Le contrat social dans le système de l'État « asiatique » est très clair : la population doit faire preuve de piété filiale et respecter les lois et traditions, et en retour, l'État a une tâche très claire, presque religieusement mandatée, de garantir le bien-être public dans la mesure du possible. L'intérêt collectif dépasse toujours celui de l'individu en politique et en société.
Encore une fois, cette vision tend à dépasser les idéologies politiques typiques. Il est évident que des communistes comme Mao Zedong et Kim Il Sung ont des tendances collectivistes, mais cela va bien au-delà. Le fondateur de Singapour, un État très capitaliste et généralement pro-occidental, Lee Kuan Yew, a déclaré un jour : « [L]eurs valeurs peuvent ne pas nécessairement être celles que valorisent les Américains ou les Européens. Les Occidentaux valorisent la liberté et la liberté de l'individu. En tant qu'Asiatiques d'origine chinoise, mes valeurs meportent à valoriser un gouvernement honnête, efficace et efficient. » L'ancien Premier ministre malaisien Mahathir Mohamad a également mis en avant, pendant et après son mandat, les « valeurs asiatiques » et une politique de « regard vers l'est ».
L'État dans le système « asiatique », en particulier en Asie de l'Est et du Sud-Est, est là pour réguler, contrôler et assurer dans la plus grande mesure possible l'harmonie et le bien-être de la population. Ce n'est peut-être pas un système « démocratique » dans le sens occidental du terme, c'est vrai. Mais soyons honnêtes : la démocratie libérale n'est pas le facteur déterminant en politique internationale.
Et on ne peut nier que ça marche. Des États comme Hong Kong, Singapour ou la Corée du Sud, souvent loués par les médias occidentaux, jusqu'à la plus rapide et la plus étendue amélioration des conditions de vie de l'histoire humaine, qui s'est produite en République populaire de Chine : le « système asiatique » fonctionne clairement pour l'Asie.

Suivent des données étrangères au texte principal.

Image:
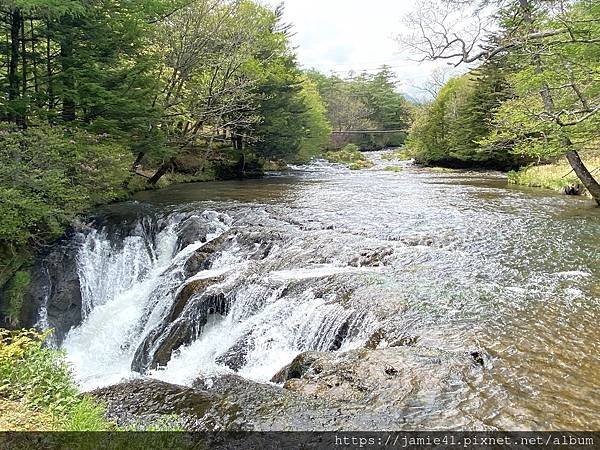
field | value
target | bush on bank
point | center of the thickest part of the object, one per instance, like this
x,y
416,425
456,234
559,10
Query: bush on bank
x,y
37,391
557,176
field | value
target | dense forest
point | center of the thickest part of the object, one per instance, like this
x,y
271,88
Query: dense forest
x,y
533,96
365,102
100,98
412,296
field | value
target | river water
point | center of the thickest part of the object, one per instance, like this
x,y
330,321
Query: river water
x,y
465,263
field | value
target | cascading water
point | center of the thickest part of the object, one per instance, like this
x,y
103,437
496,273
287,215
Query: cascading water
x,y
426,295
129,287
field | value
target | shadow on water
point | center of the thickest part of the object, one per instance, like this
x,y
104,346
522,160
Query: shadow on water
x,y
471,263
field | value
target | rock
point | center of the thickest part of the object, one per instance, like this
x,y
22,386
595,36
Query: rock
x,y
236,357
298,367
143,402
55,280
182,325
390,377
572,189
203,258
372,258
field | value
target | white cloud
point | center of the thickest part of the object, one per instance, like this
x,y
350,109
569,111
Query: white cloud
x,y
354,35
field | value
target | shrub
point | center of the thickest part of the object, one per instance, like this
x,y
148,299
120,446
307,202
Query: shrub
x,y
40,379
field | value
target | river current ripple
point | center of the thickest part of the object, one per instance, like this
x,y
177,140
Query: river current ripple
x,y
475,265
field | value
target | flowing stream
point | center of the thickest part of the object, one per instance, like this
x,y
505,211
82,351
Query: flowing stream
x,y
322,257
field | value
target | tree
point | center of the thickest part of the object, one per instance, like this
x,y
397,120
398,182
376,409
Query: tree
x,y
554,46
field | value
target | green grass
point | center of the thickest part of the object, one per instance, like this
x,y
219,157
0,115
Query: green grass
x,y
37,385
350,156
556,176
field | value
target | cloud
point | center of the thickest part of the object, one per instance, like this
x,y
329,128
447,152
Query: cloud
x,y
353,35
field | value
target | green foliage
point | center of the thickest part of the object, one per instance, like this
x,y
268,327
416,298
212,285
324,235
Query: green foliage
x,y
365,102
44,190
401,155
40,378
568,119
450,130
556,176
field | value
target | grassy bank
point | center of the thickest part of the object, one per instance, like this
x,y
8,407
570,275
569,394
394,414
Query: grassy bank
x,y
557,176
350,156
37,391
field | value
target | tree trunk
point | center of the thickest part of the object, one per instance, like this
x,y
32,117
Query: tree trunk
x,y
23,60
584,175
50,87
66,56
13,78
161,171
36,87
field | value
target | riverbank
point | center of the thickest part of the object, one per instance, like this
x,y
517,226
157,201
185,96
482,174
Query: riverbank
x,y
36,215
38,392
558,176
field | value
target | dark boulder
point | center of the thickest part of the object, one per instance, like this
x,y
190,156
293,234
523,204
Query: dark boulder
x,y
237,356
144,402
203,258
182,325
372,257
55,287
298,367
191,231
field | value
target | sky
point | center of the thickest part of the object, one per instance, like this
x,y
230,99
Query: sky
x,y
344,35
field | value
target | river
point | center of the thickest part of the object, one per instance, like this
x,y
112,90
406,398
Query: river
x,y
332,260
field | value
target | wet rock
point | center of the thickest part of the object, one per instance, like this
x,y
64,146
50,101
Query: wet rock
x,y
372,258
236,357
55,278
183,324
572,189
417,241
145,402
385,377
203,258
298,367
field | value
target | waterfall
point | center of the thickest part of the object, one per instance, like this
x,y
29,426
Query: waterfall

Cela a conduit à une situation que l'analyste indien et auteur Parag Khanna (photo) a décrite dans son livre : The Future is Asian.
Si l'Occident veut jouer un rôle important dans le monde multipolaire présent et futur, il pourrait peut-être emprunter quelques pages aux anciennes sociétés d'Asie. Tant la longue histoire que les événements récents ont prouvé la ténacité, la vitalité et la sophistication de ces sociétés, qui sont bâties autour du bien-être collectif, d'une autorité clairement définie, de la tradition et de la piété filiale. Après tout, l'Asie a été le centre de la civilisation humaine pendant des siècles ; et après seulement deux siècles de domination euro-américaine, cela recommence à être le cas.